Dzisiejszy tekst stanowi kontynuację cyklu omawiającego po kawałku polski proces o ustalenie płci. W poprzednich częściach pisałem o charakterze samego postępowania, przygotowaniach do pracy nad pozwem oraz wymogach formalnych pozwu. Przyszedł więc czas byśmy zastanowili się, jak uzasadnić pozew o ustalenie płci, żeby postępowanie sądowe przebiegło szybko i sprawnie. Oczywiście mowa tu o sytuacji modelowej i pewnym zarysie najważniejszej części uzasadnienia. W każdej konkretnej sprawie będzie trochę inaczej i warto o tym pamiętać.
Czemu służy uzasadnienie pozwu?
Ogólnie rzecz biorąc uzasadnienie pozwu służy temu, żeby całą sprawę sądowi wyłożyć. Wyjaśnić, dlaczego powinien uwzględnić wskazane w petitum pozwu żądanie o ustalenie płci. Ewentualnie, dlaczego powinien zaaprobować inne złożone wnioski. Standardowo dzieli się uzasadnienie na faktyczne i prawne, jednak tylko te pierwsze jest obowiązkowe. Uzasadnienie prawne jest mile widziane i przydatne, jednak teoretycznie sąd prawo zna, stąd nie trzeba mu go wykładać. W praktyce jest oczywiście różne. Żaden prawnik nie zna całego prawa, a spraw o ustalenie płci jest jednak relatywnie niewiele, stąd większość sędziów nie ma tu żadnego doświadczenia, albo ma bardzo niewielkie.

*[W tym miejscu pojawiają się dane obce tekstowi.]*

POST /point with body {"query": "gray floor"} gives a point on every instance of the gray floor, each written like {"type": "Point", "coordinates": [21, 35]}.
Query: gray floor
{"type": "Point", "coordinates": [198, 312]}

Jak uzasadnić pozew o ustalenie płci?
Naszym celem jest przekonanie sądu, że inaczej niż w akcie urodzenia, jesteś kobietą (w przypadku transkobiet) lub mężczyzną (w przypadku transmężczyzn). Należy więc zacząć od początku, a zatem opisać datę i miejsce urodzenia oraz płeć przypisaną przy urodzeniu i wpisaną do akt stanu cywilnego.
W dalszej kolejności interesuje nas historia odczuwanej dysforii płciowej i procesu tranzycji. Należy więc opisać swoją tożsamość płciową, przejawy odczuwanej dysforii, moment uświadomienia sobie, co jest tego przyczyną. Następnie warto streścić przebieg procesu tranzycji. Jak długo trwał proces diagnostyczny, czy towarzyszyła temu psychoterapia, kiedy rozpoczęło się leczenie hormonalne, czy zostały wykonane jakieś zabiegi chirurgiczne. Wskaż także, jak długo funkcjonujesz zgodnie z odczuwaną płcią – czy jesteś wyoutowany lub wyoutowana wśród rodziny, znajomych, współpracowników. W jaki sposób tranzycja wpływa na Twoje życie. Jak się ubierasz, jakiego imienia i końcówek używasz. Wskaż problemy, z jakim się spotykasz.
Istotne jest wykazanie, że poczucie przynależności do odczuwanej płci ma charakter trwały i stabilny. Dlatego w większości przypadków osoby trans akcentują, że już od dzieciństwa odczuwały mniejszą lub większą dysforię płciową i że nie przewidują możliwości powrotu do funkcjonowania w ramach płci przypisanej przy urodzeniu.
Po co się tak nad tematem rozwodzić?
Nie bez racji można się zastanawiać, po co to wszystko opisywać i czy sama profesjonalna diagnoza nie powinna sądowi wystarczyć. W końcu z samego rozpoznania transseksualizmu (ICD-10) lub niezgodności płciowej (wg ICD-11), wynika już odczuwana dysforia, potrzeba korekty płci metrykalnej, trwałość odczuwanej tożsamości itd. Niby wydaje się to oczywiste. Warto jednak pamiętać, że wiedza większości Polaków o transpłciowości jest jak mróz (poniżej zera). Sędziowie nie są tu żadnym wyjątkiem. Jest więc bardzo duża szansa, że sędzia rozpoznający Twoją sprawę nie będzie wiedział o problemach osób trans nic zupełnie. Dlatego trzeba prosto i spokojnie temat wyjaśnić. Po prostu opisz sądowi swoją historię i powiedz dlaczego nie możesz funkcjonować w ramach płci, z którą się nie utożsamiasz. Zwiększa to szansę na szybkie załatwienie sprawy, a być może uda się to nawet na pierwszej rozprawie.